Saturday, Hancock appeared to show a list of Playoff's selection committee's 2015 mock -- it doesn't appear to be based on any particular recent season:

Ignoring some of the bolder projections (put down the pitchforks, #FSUTwitter), which would appear to be geared towards experimenting with some of the recusal guidelines, here's an educated guess on why the schools in the right hand column are grouped the way they are.

  • No. 1 seed Stanford, Pac-12 champions
  • No. 2 seed Michigan, Big Ten champions
  • No. 3 seed Duke, ACC champions
  • No. 4 seed Wisconsin, Big Ten runners-up
  • Florida, SEC champions
  • Clemson, ACC runners-up
  • Arizona State, Pac-12 runners-up
  • Oklahoma, Big 12 champions
  • Baylor, Big 12 No. 2
  • Oklahoma State, Big 12 No. 3
  • BYU, independent
  • Michigan State, Big Ten No. 3
  • San Diego State, best Group of Five
  • Georgia, SEC No. 2
  • Central Florida, Group of 5 No. 2

The biggest takeaway is that the committee won't shy from putting two teams from one conference in the pool of Playoff participants. After Long made his comments back in April, many speculated as such, even though that somewhat specifically went against the value of conference championships that had been emphasized otherwise.

While it's improbable the champion of the SEC finds itself on the outside looking in behind two other power conference members, the Big 12 (Oklahoma?), the Big Ten (Ohio State, Michigan State, or Wisconsin?) and other power champs without particularly strong bodies of works could.

It's also interesting to note that Michigan hails from the Big Ten East while Wisconsin's out of the West, indicating it may be possible to lose a conference championship game and still make the field of four (ostensibly due to being unbeaten prior to the loss). On the flip side, we probably shouldn't read too much into that, as our history with the BCS would suggest the second best team in a conference on the periphery of a title game berth tends to be the divisional runner-up to the champion of that league, not the one that loses the league title game.

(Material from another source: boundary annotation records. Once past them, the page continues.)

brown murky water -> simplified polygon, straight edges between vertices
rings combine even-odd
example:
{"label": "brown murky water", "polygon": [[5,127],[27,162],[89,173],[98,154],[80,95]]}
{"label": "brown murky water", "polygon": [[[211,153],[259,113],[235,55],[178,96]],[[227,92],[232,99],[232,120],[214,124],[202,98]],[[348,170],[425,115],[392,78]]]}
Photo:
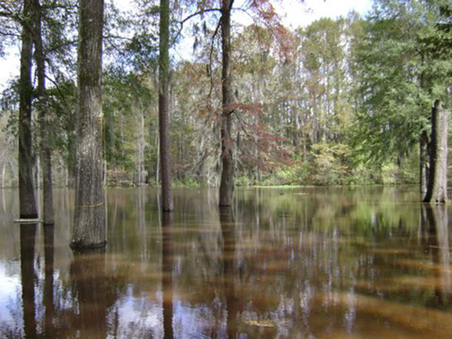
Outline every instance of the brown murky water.
{"label": "brown murky water", "polygon": [[0,191],[0,337],[452,335],[451,210],[416,187],[107,193],[107,248],[73,254],[73,192],[48,228]]}

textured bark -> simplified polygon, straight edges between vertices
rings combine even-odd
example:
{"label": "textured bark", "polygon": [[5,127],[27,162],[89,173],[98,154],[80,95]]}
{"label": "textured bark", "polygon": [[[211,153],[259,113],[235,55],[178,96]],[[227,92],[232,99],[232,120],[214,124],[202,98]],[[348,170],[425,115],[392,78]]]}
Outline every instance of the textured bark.
{"label": "textured bark", "polygon": [[42,166],[43,219],[44,224],[53,224],[53,196],[52,194],[51,152],[49,144],[49,125],[46,111],[45,63],[42,46],[41,22],[42,13],[39,0],[34,0],[35,30],[34,40],[36,49],[36,69],[38,73],[38,111],[39,128],[41,130],[41,142],[39,156]]}
{"label": "textured bark", "polygon": [[439,100],[431,110],[430,169],[424,202],[447,200],[447,114]]}
{"label": "textured bark", "polygon": [[20,79],[19,180],[21,218],[36,218],[38,212],[33,185],[33,156],[32,146],[32,50],[33,0],[24,1],[22,46]]}
{"label": "textured bark", "polygon": [[160,0],[160,46],[159,50],[159,128],[160,135],[160,165],[162,177],[162,209],[173,210],[171,161],[170,154],[168,115],[169,75],[169,4]]}
{"label": "textured bark", "polygon": [[428,182],[428,140],[427,132],[423,131],[419,143],[419,186],[421,193],[427,192]]}
{"label": "textured bark", "polygon": [[233,0],[221,1],[221,178],[219,205],[231,206],[234,189],[234,163],[231,135],[233,90],[231,75],[231,12]]}
{"label": "textured bark", "polygon": [[103,1],[81,0],[79,10],[79,109],[72,248],[103,246],[106,242],[105,197],[102,184]]}
{"label": "textured bark", "polygon": [[163,289],[163,329],[165,337],[172,339],[173,331],[173,213],[162,215],[162,286]]}
{"label": "textured bark", "polygon": [[35,317],[35,242],[37,224],[21,224],[21,283],[24,312],[24,331],[27,338],[37,337]]}

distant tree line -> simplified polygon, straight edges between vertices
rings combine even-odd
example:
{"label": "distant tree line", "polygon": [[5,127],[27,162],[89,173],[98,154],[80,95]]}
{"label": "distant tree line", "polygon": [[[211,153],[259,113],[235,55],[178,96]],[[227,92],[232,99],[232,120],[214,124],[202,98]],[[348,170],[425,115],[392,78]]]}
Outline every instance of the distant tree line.
{"label": "distant tree line", "polygon": [[[51,206],[52,179],[79,187],[94,167],[96,192],[102,181],[161,182],[166,210],[174,183],[218,186],[221,205],[235,185],[249,184],[419,182],[426,200],[445,199],[445,184],[435,187],[447,172],[448,132],[439,128],[450,107],[448,2],[376,0],[365,18],[351,13],[293,30],[270,1],[238,9],[254,19],[246,27],[232,20],[233,0],[217,2],[139,1],[124,13],[99,1],[90,20],[103,23],[91,46],[100,64],[91,70],[83,67],[94,67],[93,57],[80,54],[83,2],[0,4],[0,52],[22,46],[20,76],[3,92],[0,117],[1,183],[20,186],[21,216],[37,214],[35,184]],[[177,44],[187,26],[190,60]],[[99,98],[86,107],[92,129],[83,115],[84,72],[99,86],[85,93]],[[88,149],[95,154],[83,165]],[[92,209],[103,201],[94,195],[77,203]],[[52,214],[45,211],[49,223]]]}

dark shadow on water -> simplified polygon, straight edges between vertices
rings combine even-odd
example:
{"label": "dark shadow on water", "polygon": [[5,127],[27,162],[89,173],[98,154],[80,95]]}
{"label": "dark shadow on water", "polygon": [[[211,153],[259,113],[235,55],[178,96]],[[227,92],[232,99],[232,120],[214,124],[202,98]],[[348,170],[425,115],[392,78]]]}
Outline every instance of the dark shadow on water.
{"label": "dark shadow on water", "polygon": [[222,281],[226,299],[227,317],[226,331],[230,338],[236,337],[237,332],[238,316],[239,315],[240,303],[236,295],[235,286],[235,253],[236,234],[235,219],[232,208],[230,207],[219,207],[219,221],[223,238],[221,251],[222,264]]}
{"label": "dark shadow on water", "polygon": [[53,328],[53,318],[55,304],[53,301],[54,274],[54,225],[46,225],[43,227],[44,234],[44,334],[45,337],[55,336]]}
{"label": "dark shadow on water", "polygon": [[80,337],[106,337],[105,250],[74,251],[70,269],[78,300]]}
{"label": "dark shadow on water", "polygon": [[164,337],[172,339],[173,332],[173,213],[162,215],[162,286],[163,289]]}
{"label": "dark shadow on water", "polygon": [[424,204],[420,219],[424,252],[431,255],[433,264],[434,288],[432,300],[429,303],[431,306],[445,306],[449,304],[452,291],[447,206]]}
{"label": "dark shadow on water", "polygon": [[36,338],[35,317],[35,244],[37,224],[21,224],[21,279],[22,285],[24,332],[25,337]]}

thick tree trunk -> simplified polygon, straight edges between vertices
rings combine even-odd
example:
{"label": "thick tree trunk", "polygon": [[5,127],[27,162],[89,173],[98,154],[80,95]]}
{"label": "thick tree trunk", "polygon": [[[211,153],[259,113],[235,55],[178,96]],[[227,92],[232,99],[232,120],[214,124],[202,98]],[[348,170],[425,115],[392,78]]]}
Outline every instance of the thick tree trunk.
{"label": "thick tree trunk", "polygon": [[79,4],[79,116],[72,248],[103,246],[106,242],[105,198],[102,185],[103,1],[81,0]]}
{"label": "thick tree trunk", "polygon": [[159,128],[160,134],[160,165],[162,176],[162,209],[173,210],[171,161],[170,153],[168,78],[169,75],[169,4],[160,0],[159,50]]}
{"label": "thick tree trunk", "polygon": [[234,141],[231,135],[233,91],[231,75],[231,12],[233,0],[221,1],[221,161],[219,205],[231,206],[234,190]]}
{"label": "thick tree trunk", "polygon": [[21,51],[21,77],[19,122],[19,203],[21,218],[36,218],[38,212],[33,185],[33,157],[32,147],[32,50],[31,15],[33,0],[24,1],[22,46]]}
{"label": "thick tree trunk", "polygon": [[49,124],[46,116],[45,64],[42,46],[41,22],[42,13],[39,0],[35,0],[34,41],[36,48],[36,68],[38,71],[38,111],[41,130],[39,156],[42,166],[43,210],[44,224],[52,224],[53,220],[53,197],[52,194],[51,152],[49,145]]}
{"label": "thick tree trunk", "polygon": [[424,202],[447,200],[447,114],[439,100],[431,110],[430,170]]}

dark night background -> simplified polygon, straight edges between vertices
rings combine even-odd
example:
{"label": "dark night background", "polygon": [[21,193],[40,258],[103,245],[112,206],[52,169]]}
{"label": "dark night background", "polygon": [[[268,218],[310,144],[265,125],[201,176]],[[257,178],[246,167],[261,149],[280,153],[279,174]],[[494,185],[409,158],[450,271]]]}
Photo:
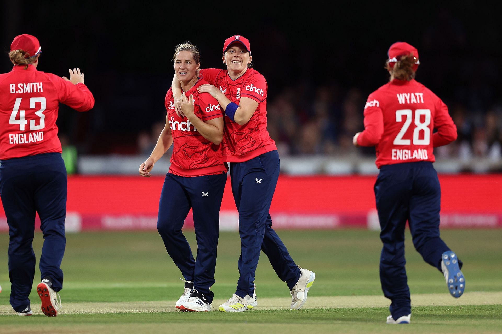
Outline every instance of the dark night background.
{"label": "dark night background", "polygon": [[[292,154],[343,153],[362,129],[367,95],[387,82],[387,50],[398,41],[418,49],[417,80],[446,103],[456,123],[464,120],[457,127],[469,145],[476,128],[486,132],[502,119],[502,25],[492,9],[461,1],[333,3],[329,10],[327,3],[247,3],[3,2],[0,45],[6,53],[15,36],[33,35],[43,51],[39,70],[84,72],[95,107],[79,114],[61,106],[58,121],[82,154],[141,153],[139,134],[155,137],[160,130],[152,127],[165,122],[175,47],[189,41],[202,68],[222,68],[223,42],[235,34],[250,40],[255,69],[268,81],[271,135]],[[0,67],[10,71],[6,54]],[[490,113],[494,121],[485,118]],[[309,131],[321,134],[310,148],[302,134]],[[501,140],[500,128],[493,131],[489,145]]]}

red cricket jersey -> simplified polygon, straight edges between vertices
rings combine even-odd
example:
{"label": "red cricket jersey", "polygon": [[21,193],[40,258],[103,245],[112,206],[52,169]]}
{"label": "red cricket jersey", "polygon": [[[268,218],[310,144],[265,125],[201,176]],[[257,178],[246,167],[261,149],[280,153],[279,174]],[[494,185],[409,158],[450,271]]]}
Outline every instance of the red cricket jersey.
{"label": "red cricket jersey", "polygon": [[[194,114],[204,121],[223,117],[223,111],[216,99],[208,93],[197,91],[198,87],[207,83],[199,79],[185,92],[187,97],[193,94]],[[223,161],[221,146],[202,137],[190,121],[178,116],[170,88],[166,95],[165,104],[174,145],[169,172],[188,177],[226,173],[228,168]]]}
{"label": "red cricket jersey", "polygon": [[61,153],[56,125],[59,103],[78,111],[94,106],[94,97],[83,84],[25,66],[0,74],[1,160]]}
{"label": "red cricket jersey", "polygon": [[[437,132],[433,134],[434,129]],[[441,99],[414,79],[395,79],[368,97],[364,131],[357,143],[376,146],[380,168],[403,162],[434,162],[433,148],[456,139],[457,127]]]}
{"label": "red cricket jersey", "polygon": [[260,73],[248,69],[240,78],[232,80],[226,70],[204,69],[205,80],[219,88],[227,98],[238,105],[241,97],[258,102],[258,107],[249,122],[239,125],[225,116],[225,132],[221,149],[223,161],[247,161],[261,154],[277,150],[276,143],[267,131],[267,81]]}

San Diego State makes it in over the higher-ranked Michigan State, since teams from the five non-power conferences are guaranteed at least one spot in the six New Year's bowls. BYU doesn't count for that spot, since the Cougars (along with fellow independents Army and Navy) don't have any guaranteed path. Notre Dame has a partial tie with the Orange Bowl.

The selection process does seem to emphasize (as promised) geography, avoiding rematches, and quality of contest. The matchups pit the No. 8 team against the No. 11 in the Cotton (Oklahoma has a long history with the game), the No. 7 against the No. 10 in the Fiesta (a virtual home game for the Sun Devils, and the Big 12 has long been partners of this particular game), the No. 9 against the No. 13 in the Peach, and the ACC's runner-up (and overall No. 6) against the best team amongst available SEC, Big Ten, or Notre Dame offerings, in this case the SEC's hypothetical champion, Florida (the No. 5).

But the difficulty in adhering to a ton of arbitrary guidelines is exposed. Because were the SEC's champ not already in the Playoff in a year the Rose and/or Sugar Bowl are hosting semifinals, it's supposed to go anywhere *but* the Orange Bowl, as that's the rule when the Rose and Sugar are the Playoff bowls.

Other than seeing how farfetched some of the hypothetical teams are, this quick, potential veer into the future only reminds how arbitrary and open to scrutiny this entire endeavor will ultimately prove to be. Though in many years, the top three teams will likely be clear as can be -- leaving team No. 4 versus 5 as the only debate -- even in the cleanest scenarios, the relatively straightforward BCS' automatic bids could seem preferable.